Founding fathers WIKA meletakkan pondasi penyebaran pabrik beton di wilayah-wilayah berpotensi infrastruktur strategis. Visi itu kini terbukti brilian dengan membawa WIKA Beton sebagai pemuncak pangsa pasar beton nasional.

Kalian semua mempunyai ide.
Namun bila tidak mampu merealisasikannya,
ide itu tidak akan menjadi apa-apa.
Lee Iacocca, CEO Legendaris Chrysler

Beton adalah material konstruksi yang banyak dipakai di Indonesia, jika dibandingkan dengan material lain seperti kayu dan baja. Hal ini bisa dimaklumi, karena bahan-bahan pembentukannya mudah terdapat di Indonesia, cukup awet, mudah dibentuk dan harganya relatif terjangkau.

Perkembangan industri beton sendiri mulai serius digarap oleh PT Wijaya Karya (Persero) Tbk. (WIKA) yang kemudian menjadi induk bagi PT Wijaya Karya Beton Tbk. (WTON) pada akhir dekade 1970-an melalui peluncuran produk pertamanya yaitu tiang listrik beton prategang berpenampang “H” untuk keperluan Perusahaan Listik Negara.

Pengembangan produk tersebut awal tersebut kemudian mendorong WTON untuk berinovasi menciptakan beberapa produk unggulan lainnya, antara lain: tiang beton untuk jalur pendistribusian energi dan bantalan beton pracetak serta produk lainnya seperti bantalan, bantalan rel kereta api, produk beton untuk jembatan, pipa, dinding penahan tanah dan bangunan gedung dan perumahan yang diimplementasikan untuk berbagai macam proyek.

Visi Suklan Sumintapura
Tidak hanya berfokus pada pengembagan ragam produk beton semata. Manajemen WIKA yang pada tahun 1980-an masih menaungi WTON tergelitik untuk membangun manufaktur beton sendiri dan tersebar strategis di wilayah Nusantara yang membujur luas dari timur hingga barat. Adalah inisiatif salah satu Direksi kala itu, Suklan Sumintapura yang menggagas pembangunan pabrik-pabrik beton itu nyaris dalam waktu yang relative berdekatan.

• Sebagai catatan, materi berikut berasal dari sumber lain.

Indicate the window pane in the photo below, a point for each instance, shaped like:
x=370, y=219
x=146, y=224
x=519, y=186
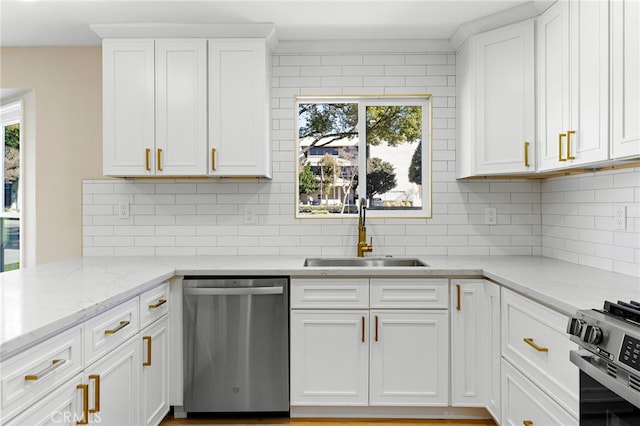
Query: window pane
x=10, y=220
x=394, y=157
x=328, y=158
x=368, y=148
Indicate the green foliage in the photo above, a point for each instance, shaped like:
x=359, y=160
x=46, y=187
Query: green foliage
x=415, y=168
x=393, y=124
x=328, y=169
x=12, y=136
x=324, y=120
x=307, y=180
x=381, y=177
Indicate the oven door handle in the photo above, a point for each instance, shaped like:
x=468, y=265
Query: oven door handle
x=583, y=360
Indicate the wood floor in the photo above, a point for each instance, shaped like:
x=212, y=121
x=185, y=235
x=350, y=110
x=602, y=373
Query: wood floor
x=170, y=421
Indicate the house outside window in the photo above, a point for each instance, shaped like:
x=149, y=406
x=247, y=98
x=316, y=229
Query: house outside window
x=388, y=137
x=10, y=117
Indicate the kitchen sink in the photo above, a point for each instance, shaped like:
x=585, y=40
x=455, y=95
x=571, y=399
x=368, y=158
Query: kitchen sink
x=364, y=262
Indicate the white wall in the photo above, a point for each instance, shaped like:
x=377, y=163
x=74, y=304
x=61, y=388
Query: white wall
x=204, y=217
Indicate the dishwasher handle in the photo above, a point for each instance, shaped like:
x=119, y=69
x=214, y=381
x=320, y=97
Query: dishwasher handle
x=238, y=291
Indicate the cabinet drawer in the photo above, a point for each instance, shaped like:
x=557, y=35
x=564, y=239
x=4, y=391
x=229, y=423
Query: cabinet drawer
x=109, y=329
x=535, y=341
x=330, y=293
x=409, y=293
x=63, y=406
x=154, y=304
x=522, y=400
x=32, y=374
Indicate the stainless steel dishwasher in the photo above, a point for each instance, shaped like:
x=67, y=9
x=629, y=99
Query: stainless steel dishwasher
x=236, y=344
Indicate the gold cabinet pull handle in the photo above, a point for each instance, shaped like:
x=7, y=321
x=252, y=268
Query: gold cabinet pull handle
x=529, y=341
x=159, y=159
x=96, y=393
x=569, y=133
x=560, y=136
x=122, y=325
x=85, y=404
x=147, y=339
x=55, y=364
x=160, y=303
x=377, y=328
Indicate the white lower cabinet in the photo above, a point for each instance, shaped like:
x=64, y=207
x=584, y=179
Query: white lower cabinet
x=61, y=407
x=475, y=345
x=409, y=358
x=382, y=356
x=154, y=392
x=114, y=386
x=524, y=403
x=103, y=371
x=329, y=357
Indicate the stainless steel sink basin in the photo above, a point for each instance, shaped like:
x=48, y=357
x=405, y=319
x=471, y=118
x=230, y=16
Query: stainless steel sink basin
x=364, y=262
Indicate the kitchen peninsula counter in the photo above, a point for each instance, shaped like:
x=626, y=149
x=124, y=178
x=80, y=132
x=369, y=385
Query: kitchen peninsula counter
x=40, y=301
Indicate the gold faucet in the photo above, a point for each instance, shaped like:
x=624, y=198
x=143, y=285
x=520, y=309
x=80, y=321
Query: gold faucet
x=362, y=231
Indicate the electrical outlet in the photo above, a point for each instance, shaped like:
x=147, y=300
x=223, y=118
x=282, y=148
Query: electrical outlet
x=490, y=216
x=250, y=215
x=123, y=210
x=620, y=217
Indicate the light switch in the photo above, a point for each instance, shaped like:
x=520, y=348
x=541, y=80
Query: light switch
x=620, y=217
x=123, y=210
x=490, y=216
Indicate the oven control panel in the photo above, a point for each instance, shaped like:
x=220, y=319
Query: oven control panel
x=630, y=352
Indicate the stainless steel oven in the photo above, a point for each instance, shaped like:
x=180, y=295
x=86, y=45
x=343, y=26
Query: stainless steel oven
x=609, y=361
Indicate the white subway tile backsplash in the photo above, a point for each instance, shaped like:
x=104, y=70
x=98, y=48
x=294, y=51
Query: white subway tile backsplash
x=568, y=218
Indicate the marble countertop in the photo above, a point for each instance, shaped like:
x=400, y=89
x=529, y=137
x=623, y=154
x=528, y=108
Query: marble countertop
x=37, y=302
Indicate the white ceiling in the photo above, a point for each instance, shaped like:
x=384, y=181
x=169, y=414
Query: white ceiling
x=66, y=23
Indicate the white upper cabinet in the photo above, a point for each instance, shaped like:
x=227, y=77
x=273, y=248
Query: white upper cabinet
x=128, y=107
x=495, y=102
x=573, y=84
x=625, y=78
x=173, y=107
x=181, y=107
x=155, y=107
x=239, y=108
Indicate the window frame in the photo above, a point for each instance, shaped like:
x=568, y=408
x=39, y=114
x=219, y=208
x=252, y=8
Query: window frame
x=363, y=101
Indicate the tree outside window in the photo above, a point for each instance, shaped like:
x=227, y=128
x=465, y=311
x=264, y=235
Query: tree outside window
x=331, y=135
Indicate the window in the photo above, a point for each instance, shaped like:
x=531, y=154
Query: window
x=389, y=138
x=10, y=116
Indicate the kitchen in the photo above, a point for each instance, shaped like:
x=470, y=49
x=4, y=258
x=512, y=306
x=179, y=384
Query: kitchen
x=569, y=218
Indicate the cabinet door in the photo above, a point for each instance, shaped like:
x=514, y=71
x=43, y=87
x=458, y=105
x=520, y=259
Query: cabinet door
x=491, y=335
x=181, y=107
x=625, y=78
x=469, y=348
x=128, y=107
x=553, y=85
x=63, y=406
x=504, y=100
x=329, y=357
x=239, y=108
x=589, y=82
x=524, y=403
x=155, y=372
x=409, y=358
x=117, y=376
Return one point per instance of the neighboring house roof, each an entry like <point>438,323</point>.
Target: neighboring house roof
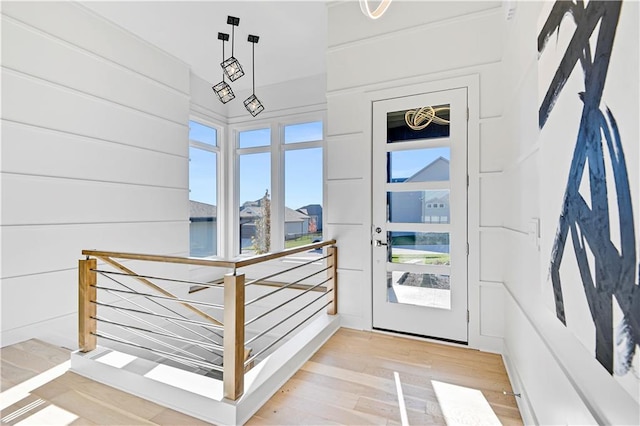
<point>438,169</point>
<point>202,210</point>
<point>291,215</point>
<point>438,197</point>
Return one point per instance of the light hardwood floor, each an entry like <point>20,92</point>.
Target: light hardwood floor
<point>356,378</point>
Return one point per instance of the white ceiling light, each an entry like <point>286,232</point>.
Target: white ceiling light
<point>378,12</point>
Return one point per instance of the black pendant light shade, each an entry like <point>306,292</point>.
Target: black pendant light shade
<point>231,66</point>
<point>252,103</point>
<point>222,89</point>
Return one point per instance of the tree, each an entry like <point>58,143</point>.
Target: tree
<point>262,239</point>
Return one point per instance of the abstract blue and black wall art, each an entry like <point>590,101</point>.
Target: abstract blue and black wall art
<point>606,255</point>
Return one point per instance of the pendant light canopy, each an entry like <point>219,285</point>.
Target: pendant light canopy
<point>231,66</point>
<point>252,103</point>
<point>222,89</point>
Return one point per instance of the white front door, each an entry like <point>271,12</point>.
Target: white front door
<point>419,233</point>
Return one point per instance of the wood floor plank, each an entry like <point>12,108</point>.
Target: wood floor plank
<point>27,360</point>
<point>351,380</point>
<point>88,408</point>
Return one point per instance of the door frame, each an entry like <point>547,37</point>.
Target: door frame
<point>408,318</point>
<point>395,90</point>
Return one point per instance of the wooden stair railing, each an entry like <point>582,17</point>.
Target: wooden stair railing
<point>235,353</point>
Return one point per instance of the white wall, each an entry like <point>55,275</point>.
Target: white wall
<point>559,378</point>
<point>94,155</point>
<point>415,44</point>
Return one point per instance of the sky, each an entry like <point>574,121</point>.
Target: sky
<point>303,167</point>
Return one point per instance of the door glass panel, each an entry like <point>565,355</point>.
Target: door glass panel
<point>411,288</point>
<point>421,122</point>
<point>418,165</point>
<point>419,248</point>
<point>431,206</point>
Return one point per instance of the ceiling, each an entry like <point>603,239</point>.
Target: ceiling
<point>293,34</point>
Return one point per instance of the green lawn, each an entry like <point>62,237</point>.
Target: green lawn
<point>305,239</point>
<point>423,259</point>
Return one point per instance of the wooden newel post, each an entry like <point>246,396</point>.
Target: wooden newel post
<point>233,368</point>
<point>332,273</point>
<point>86,310</point>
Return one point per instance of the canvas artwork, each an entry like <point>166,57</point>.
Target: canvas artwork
<point>589,149</point>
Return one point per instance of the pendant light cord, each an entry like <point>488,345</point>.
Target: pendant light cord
<point>233,27</point>
<point>223,60</point>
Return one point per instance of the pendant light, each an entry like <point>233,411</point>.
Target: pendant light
<point>231,66</point>
<point>222,89</point>
<point>252,103</point>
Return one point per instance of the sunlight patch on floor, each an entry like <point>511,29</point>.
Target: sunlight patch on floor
<point>463,406</point>
<point>50,416</point>
<point>401,405</point>
<point>22,390</point>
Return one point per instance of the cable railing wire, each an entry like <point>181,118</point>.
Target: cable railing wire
<point>275,308</point>
<point>155,296</point>
<point>205,346</point>
<point>151,277</point>
<point>185,320</point>
<point>194,342</point>
<point>264,296</point>
<point>150,338</point>
<point>248,283</point>
<point>182,326</point>
<point>164,307</point>
<point>167,355</point>
<point>261,334</point>
<point>263,350</point>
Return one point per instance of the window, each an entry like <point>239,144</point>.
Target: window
<point>203,178</point>
<point>303,183</point>
<point>254,214</point>
<point>280,187</point>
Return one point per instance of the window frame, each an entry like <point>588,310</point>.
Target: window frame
<point>220,176</point>
<point>277,149</point>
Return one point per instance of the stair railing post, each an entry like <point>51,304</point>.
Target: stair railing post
<point>87,325</point>
<point>233,367</point>
<point>332,284</point>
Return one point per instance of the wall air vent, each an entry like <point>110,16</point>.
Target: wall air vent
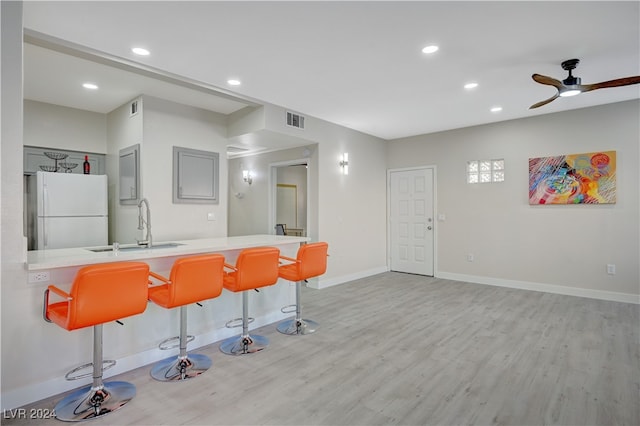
<point>295,120</point>
<point>133,108</point>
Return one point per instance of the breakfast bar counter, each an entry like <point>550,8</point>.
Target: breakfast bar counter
<point>61,258</point>
<point>136,344</point>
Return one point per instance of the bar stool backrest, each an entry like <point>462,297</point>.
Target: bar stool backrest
<point>256,267</point>
<point>107,292</point>
<point>195,278</point>
<point>312,259</point>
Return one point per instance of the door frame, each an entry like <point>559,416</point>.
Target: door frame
<point>273,182</point>
<point>434,170</point>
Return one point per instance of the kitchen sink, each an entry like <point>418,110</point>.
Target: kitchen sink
<point>135,247</point>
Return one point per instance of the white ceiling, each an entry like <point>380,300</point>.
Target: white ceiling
<point>358,64</point>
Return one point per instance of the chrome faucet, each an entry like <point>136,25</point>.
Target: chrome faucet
<point>141,222</point>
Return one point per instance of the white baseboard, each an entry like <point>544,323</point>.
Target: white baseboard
<point>38,391</point>
<point>546,288</point>
<point>330,282</point>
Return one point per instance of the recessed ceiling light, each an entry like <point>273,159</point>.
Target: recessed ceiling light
<point>140,51</point>
<point>430,49</point>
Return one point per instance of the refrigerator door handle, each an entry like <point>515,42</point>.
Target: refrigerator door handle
<point>45,204</point>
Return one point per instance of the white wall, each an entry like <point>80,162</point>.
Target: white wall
<point>350,211</point>
<point>55,126</point>
<point>167,124</point>
<point>123,130</point>
<point>515,243</point>
<point>249,212</point>
<point>17,298</point>
<point>296,175</point>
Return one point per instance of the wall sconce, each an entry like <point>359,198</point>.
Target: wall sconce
<point>246,176</point>
<point>344,163</point>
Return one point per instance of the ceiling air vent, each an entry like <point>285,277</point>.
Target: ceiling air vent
<point>236,149</point>
<point>295,120</point>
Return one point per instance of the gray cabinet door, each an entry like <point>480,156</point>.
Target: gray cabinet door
<point>195,176</point>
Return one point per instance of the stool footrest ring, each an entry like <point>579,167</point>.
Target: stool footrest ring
<point>289,309</point>
<point>71,375</point>
<point>237,322</point>
<point>164,345</point>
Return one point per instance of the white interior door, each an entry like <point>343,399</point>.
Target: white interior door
<point>411,221</point>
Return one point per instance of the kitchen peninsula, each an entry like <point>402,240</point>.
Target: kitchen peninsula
<point>136,343</point>
<point>78,257</point>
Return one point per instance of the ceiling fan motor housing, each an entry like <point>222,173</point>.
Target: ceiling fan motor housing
<point>568,65</point>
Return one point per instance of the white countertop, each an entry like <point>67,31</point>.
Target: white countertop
<point>61,258</point>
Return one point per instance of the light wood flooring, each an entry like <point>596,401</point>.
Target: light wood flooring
<point>399,349</point>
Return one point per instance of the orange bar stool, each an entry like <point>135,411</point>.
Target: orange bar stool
<point>255,268</point>
<point>99,294</point>
<point>192,280</point>
<point>311,261</point>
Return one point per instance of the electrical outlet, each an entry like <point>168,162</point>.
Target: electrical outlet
<point>39,277</point>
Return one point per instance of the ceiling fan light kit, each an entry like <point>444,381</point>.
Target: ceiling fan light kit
<point>572,86</point>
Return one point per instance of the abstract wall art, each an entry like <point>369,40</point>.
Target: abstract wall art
<point>588,178</point>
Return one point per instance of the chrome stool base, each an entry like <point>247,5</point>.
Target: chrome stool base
<point>294,326</point>
<point>89,403</point>
<point>240,345</point>
<point>177,368</point>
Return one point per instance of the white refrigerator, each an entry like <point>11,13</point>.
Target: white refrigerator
<point>69,210</point>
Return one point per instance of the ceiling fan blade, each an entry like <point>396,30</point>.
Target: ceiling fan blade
<point>611,83</point>
<point>543,79</point>
<point>541,103</point>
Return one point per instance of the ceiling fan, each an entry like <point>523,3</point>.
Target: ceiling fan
<point>571,85</point>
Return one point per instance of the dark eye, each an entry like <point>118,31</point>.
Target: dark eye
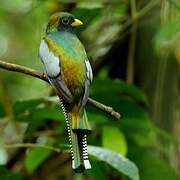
<point>65,21</point>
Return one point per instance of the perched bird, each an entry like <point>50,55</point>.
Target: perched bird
<point>69,71</point>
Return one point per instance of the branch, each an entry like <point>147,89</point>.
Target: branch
<point>30,145</point>
<point>42,76</point>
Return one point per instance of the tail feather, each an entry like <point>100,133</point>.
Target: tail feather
<point>78,141</point>
<point>80,161</point>
<point>79,121</point>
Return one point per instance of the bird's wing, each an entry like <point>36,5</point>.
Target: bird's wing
<point>52,67</point>
<point>89,78</point>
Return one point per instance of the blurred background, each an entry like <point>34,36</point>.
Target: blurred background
<point>134,49</point>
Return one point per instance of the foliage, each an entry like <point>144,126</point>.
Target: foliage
<point>143,144</point>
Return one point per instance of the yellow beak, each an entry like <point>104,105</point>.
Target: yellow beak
<point>76,22</point>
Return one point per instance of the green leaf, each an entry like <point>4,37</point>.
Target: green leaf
<point>114,139</point>
<point>167,37</point>
<point>118,88</point>
<point>115,160</point>
<point>152,167</point>
<point>5,174</point>
<point>36,157</point>
<point>2,111</point>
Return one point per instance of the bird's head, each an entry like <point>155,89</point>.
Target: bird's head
<point>62,21</point>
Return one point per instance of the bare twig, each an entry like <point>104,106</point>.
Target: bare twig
<point>29,145</point>
<point>42,76</point>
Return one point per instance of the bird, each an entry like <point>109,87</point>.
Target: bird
<point>70,73</point>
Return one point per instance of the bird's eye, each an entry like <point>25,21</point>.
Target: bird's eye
<point>65,21</point>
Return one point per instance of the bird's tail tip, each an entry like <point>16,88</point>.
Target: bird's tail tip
<point>82,167</point>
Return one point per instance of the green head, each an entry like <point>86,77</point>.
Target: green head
<point>62,21</point>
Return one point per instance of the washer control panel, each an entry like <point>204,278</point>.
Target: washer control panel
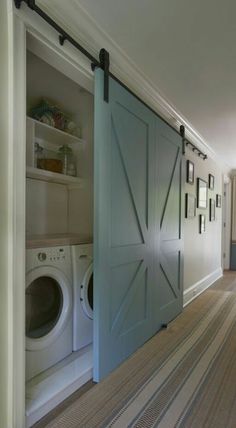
<point>52,255</point>
<point>42,257</point>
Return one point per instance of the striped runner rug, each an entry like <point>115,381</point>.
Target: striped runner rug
<point>184,376</point>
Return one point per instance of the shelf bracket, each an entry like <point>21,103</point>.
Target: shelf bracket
<point>104,58</point>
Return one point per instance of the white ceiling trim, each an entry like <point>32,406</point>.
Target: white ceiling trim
<point>75,19</point>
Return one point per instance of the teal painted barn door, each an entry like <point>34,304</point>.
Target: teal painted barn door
<point>138,213</point>
<point>170,228</point>
<point>125,289</point>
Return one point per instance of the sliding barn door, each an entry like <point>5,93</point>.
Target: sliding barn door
<point>170,215</point>
<point>125,288</point>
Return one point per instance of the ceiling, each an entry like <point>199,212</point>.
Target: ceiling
<point>187,48</point>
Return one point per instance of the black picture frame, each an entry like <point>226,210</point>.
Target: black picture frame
<point>189,172</point>
<point>212,212</point>
<point>218,201</point>
<point>190,205</point>
<point>202,223</point>
<point>202,193</point>
<point>211,181</point>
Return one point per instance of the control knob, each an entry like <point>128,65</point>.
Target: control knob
<point>42,257</point>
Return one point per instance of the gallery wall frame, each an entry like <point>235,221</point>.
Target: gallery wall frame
<point>202,193</point>
<point>212,211</point>
<point>189,172</point>
<point>190,205</point>
<point>218,201</point>
<point>202,223</point>
<point>211,181</point>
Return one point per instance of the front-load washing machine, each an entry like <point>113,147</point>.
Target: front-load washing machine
<point>82,264</point>
<point>48,297</point>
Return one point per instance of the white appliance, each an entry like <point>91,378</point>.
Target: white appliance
<point>82,263</point>
<point>49,321</point>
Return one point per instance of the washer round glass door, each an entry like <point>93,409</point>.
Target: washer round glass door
<point>86,296</point>
<point>48,304</point>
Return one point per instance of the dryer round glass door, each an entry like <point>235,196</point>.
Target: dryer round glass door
<point>86,296</point>
<point>48,299</point>
<point>44,302</point>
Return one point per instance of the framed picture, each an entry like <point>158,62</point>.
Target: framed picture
<point>190,205</point>
<point>218,201</point>
<point>190,172</point>
<point>201,193</point>
<point>212,214</point>
<point>202,223</point>
<point>211,181</point>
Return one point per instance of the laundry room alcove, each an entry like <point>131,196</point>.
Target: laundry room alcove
<point>59,231</point>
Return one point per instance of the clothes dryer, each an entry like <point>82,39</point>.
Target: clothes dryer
<point>82,264</point>
<point>48,297</point>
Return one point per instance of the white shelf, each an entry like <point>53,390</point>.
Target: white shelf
<point>53,177</point>
<point>54,135</point>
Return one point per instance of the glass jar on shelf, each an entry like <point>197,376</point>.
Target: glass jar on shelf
<point>68,159</point>
<point>39,155</point>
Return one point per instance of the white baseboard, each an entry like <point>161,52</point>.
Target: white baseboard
<point>192,292</point>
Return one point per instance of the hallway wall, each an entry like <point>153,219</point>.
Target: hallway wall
<point>202,252</point>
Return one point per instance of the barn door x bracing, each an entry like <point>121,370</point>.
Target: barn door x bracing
<point>127,306</point>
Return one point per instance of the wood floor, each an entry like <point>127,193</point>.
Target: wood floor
<point>226,283</point>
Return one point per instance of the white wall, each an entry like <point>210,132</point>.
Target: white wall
<point>45,201</point>
<point>46,208</point>
<point>202,252</point>
<point>4,241</point>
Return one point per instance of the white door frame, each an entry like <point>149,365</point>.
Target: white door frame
<point>226,222</point>
<point>23,21</point>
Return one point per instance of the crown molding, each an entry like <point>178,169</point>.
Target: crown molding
<point>76,20</point>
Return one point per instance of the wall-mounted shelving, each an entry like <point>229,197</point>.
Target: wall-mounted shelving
<point>53,177</point>
<point>53,135</point>
<point>50,138</point>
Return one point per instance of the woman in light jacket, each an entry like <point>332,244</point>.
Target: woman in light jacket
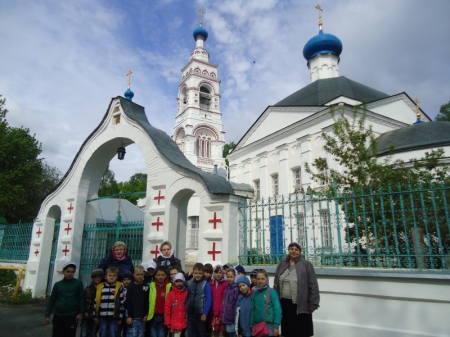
<point>296,283</point>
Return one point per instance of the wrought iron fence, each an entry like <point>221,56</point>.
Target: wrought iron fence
<point>15,241</point>
<point>402,226</point>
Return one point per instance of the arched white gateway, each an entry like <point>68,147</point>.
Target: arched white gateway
<point>171,181</point>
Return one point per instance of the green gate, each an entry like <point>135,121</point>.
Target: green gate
<point>98,239</point>
<point>53,258</point>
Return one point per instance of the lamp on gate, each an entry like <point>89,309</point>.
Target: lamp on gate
<point>121,152</point>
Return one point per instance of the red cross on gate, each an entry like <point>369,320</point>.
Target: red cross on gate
<point>70,208</point>
<point>157,224</point>
<point>214,251</point>
<point>65,251</point>
<point>215,220</point>
<point>156,251</point>
<point>159,197</point>
<point>68,228</point>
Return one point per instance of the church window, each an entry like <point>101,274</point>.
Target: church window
<point>325,228</point>
<point>297,179</point>
<point>321,182</point>
<point>205,98</point>
<point>203,147</point>
<point>183,98</point>
<point>275,184</point>
<point>301,229</point>
<point>193,232</point>
<point>257,185</point>
<point>258,239</point>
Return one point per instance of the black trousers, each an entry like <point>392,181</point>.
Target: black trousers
<point>293,324</point>
<point>64,326</point>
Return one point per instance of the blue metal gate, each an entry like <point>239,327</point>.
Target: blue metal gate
<point>52,258</point>
<point>276,235</point>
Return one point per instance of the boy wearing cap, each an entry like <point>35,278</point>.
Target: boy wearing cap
<point>88,326</point>
<point>136,304</point>
<point>67,299</point>
<point>108,303</point>
<point>240,270</point>
<point>150,267</point>
<point>175,306</point>
<point>253,277</point>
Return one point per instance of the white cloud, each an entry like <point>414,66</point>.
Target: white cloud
<point>63,61</point>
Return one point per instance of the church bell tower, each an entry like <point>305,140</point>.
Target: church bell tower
<point>198,129</point>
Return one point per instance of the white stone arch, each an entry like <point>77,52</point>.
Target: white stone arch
<point>214,133</point>
<point>207,84</point>
<point>166,167</point>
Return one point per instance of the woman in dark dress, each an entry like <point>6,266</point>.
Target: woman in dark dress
<point>296,283</point>
<point>118,258</point>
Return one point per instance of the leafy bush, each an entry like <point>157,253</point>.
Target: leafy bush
<point>20,298</point>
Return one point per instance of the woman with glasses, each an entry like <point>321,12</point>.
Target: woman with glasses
<point>296,283</point>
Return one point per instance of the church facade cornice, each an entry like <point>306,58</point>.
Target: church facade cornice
<point>200,75</point>
<point>270,109</point>
<point>191,61</point>
<point>306,123</point>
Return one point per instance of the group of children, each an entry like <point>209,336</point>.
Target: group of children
<point>217,300</point>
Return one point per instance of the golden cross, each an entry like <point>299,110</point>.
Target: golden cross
<point>129,77</point>
<point>320,16</point>
<point>417,107</point>
<point>201,15</point>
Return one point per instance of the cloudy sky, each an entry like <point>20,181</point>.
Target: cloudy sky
<point>63,61</point>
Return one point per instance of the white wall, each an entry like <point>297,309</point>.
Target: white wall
<point>372,303</point>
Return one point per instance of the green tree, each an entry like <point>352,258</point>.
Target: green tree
<point>108,184</point>
<point>228,147</point>
<point>137,183</point>
<point>364,187</point>
<point>444,113</point>
<point>25,178</point>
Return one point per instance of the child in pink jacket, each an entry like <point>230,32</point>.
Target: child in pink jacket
<point>218,285</point>
<point>175,306</point>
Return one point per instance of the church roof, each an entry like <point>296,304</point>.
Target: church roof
<point>167,147</point>
<point>414,137</point>
<point>323,91</point>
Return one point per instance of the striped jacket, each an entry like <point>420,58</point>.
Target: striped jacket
<point>108,300</point>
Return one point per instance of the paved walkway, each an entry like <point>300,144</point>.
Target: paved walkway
<point>25,320</point>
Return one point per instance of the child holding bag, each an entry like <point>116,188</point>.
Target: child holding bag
<point>230,296</point>
<point>266,308</point>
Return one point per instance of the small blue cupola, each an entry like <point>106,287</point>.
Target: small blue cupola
<point>322,44</point>
<point>129,94</point>
<point>200,31</point>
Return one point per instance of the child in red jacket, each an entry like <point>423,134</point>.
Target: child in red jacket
<point>175,306</point>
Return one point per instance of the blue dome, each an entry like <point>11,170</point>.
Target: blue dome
<point>129,94</point>
<point>322,44</point>
<point>200,31</point>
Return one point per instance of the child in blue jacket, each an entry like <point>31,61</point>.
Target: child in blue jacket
<point>244,307</point>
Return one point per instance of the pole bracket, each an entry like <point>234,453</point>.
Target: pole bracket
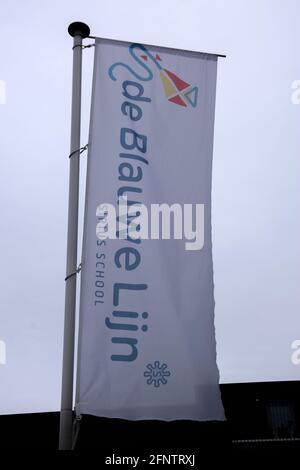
<point>84,46</point>
<point>77,271</point>
<point>81,150</point>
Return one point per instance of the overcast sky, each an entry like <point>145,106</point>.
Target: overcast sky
<point>256,190</point>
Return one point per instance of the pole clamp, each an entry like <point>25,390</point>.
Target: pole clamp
<point>84,46</point>
<point>74,273</point>
<point>82,149</point>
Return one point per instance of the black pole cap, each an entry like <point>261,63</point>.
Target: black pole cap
<point>79,29</point>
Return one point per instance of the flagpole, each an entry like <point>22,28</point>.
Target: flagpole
<point>78,31</point>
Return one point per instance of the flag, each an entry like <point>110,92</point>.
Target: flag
<point>147,347</point>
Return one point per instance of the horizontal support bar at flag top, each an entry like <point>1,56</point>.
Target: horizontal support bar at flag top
<point>161,47</point>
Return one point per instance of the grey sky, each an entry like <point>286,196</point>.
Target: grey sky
<point>256,191</point>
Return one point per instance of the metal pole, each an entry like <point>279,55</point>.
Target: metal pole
<point>78,31</point>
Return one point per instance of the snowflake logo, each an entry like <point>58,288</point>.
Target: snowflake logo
<point>156,374</point>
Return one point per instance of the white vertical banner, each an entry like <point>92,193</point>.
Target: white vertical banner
<point>147,346</point>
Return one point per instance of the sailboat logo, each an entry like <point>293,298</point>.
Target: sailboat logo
<point>177,91</point>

Suklan demikian ia biasa disapa, terbilang progresif dalam hal inovasi. Ia rajin mengeksplorasi ilmu konstruksi sipil dari belahan dunia manapun demi mendongkrak tumbuh kembang WIKA kala itu. Sepulang dari tugas belajar di Negeri Paman Sam, ide brilian yang langsung terbersit di benaknya adalah bagaimana membangun pabrik beton pracetak untuk menangkap peluang pembanguna infrastruktur yang mulai marak saat itu.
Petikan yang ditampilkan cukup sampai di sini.